(Update 12/20/16 at 9:53am PT: Netgear told Tom's Hardware in an email that it plans to release "final firmware for all of the affected routers" today. The company also updated its security advisory with additional information about what routers are affected and for what routers firmware updates are now available. Anyone who owns a Netgear router should check the company's website to see if they need to update the device's firmware.)
Netgear announced that it has released beta firmware updates for routers with critical security vulnerabilities. The company also said the problem was more far-reaching than expected, and that a security researcher's warning about the issue from August slipped through its reporting system's cracks.
The security issue could have allowed anyone to completely take over affected routers with a malicious website or advertisement. At first, the problem was thought to be present only in R6400 and R7000 routers; then it expanded to include R8000; and now, Netgear has added other models to the list. As the company discovers more products affected by this vulnerability, at least, it's also swiftly releasing firmware updates to improve their security.
"Acew0rm" on Twitter discovered the security problem in August. They said that they emailed Netgear about the vulnerability but never received a response. The company didn't acknowledge the issue until CERT released a warning to consumers telling them to immediately stop using the affected devices. Four months passed between the first disclosure and Netgear's acknowledgement of the vulnerability, and Netgear knows that's unacceptable.
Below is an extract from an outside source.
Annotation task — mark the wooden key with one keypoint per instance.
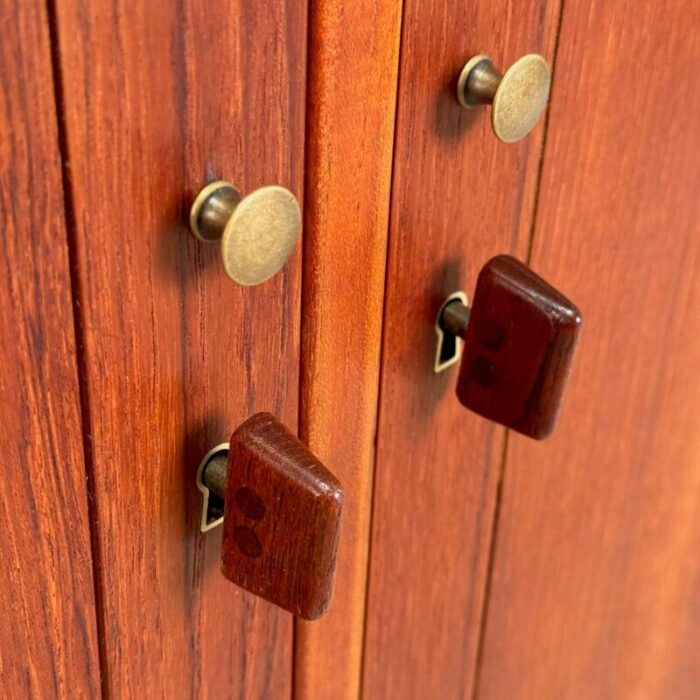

Here's what a Netgear spokesperson told Tom's Hardware in an email:
This vulnerability, which has come to be referred to as VU 582384 was overlooked in our review process. We initially became aware of this vulnerability last Friday, December 9th, when CERT emailed us, and because we had no record of a prior report, began our standard process of validating prior to making any public statements. Once it had been disclosed that the first notification occurred in August, we conducted a search and confirmed this was the case. Admittedly, this was an oversight on our part. While no security reporting system is perfect, we aim to do better, and are evaluating how to improve our response process.
Netgear has now acted swiftly to address the problem. It's released beta firmware updates for 11 models of its routers in just a few days. If the patch resolves the issue, the company might have plugged a hole in its security that could have put its customers and the rest of the internet at risk. Still, this shows that even companies with the proper systems in place can miss vulnerabilities and demonstrates how hard it is for researchers to make sure their warnings are taken seriously.
The full list of routers affected by this discovery can be found below:
Netgear is still looking into the issue, however, so customers should be on the lookout for any firmware updates regardless of which Netgear router you use.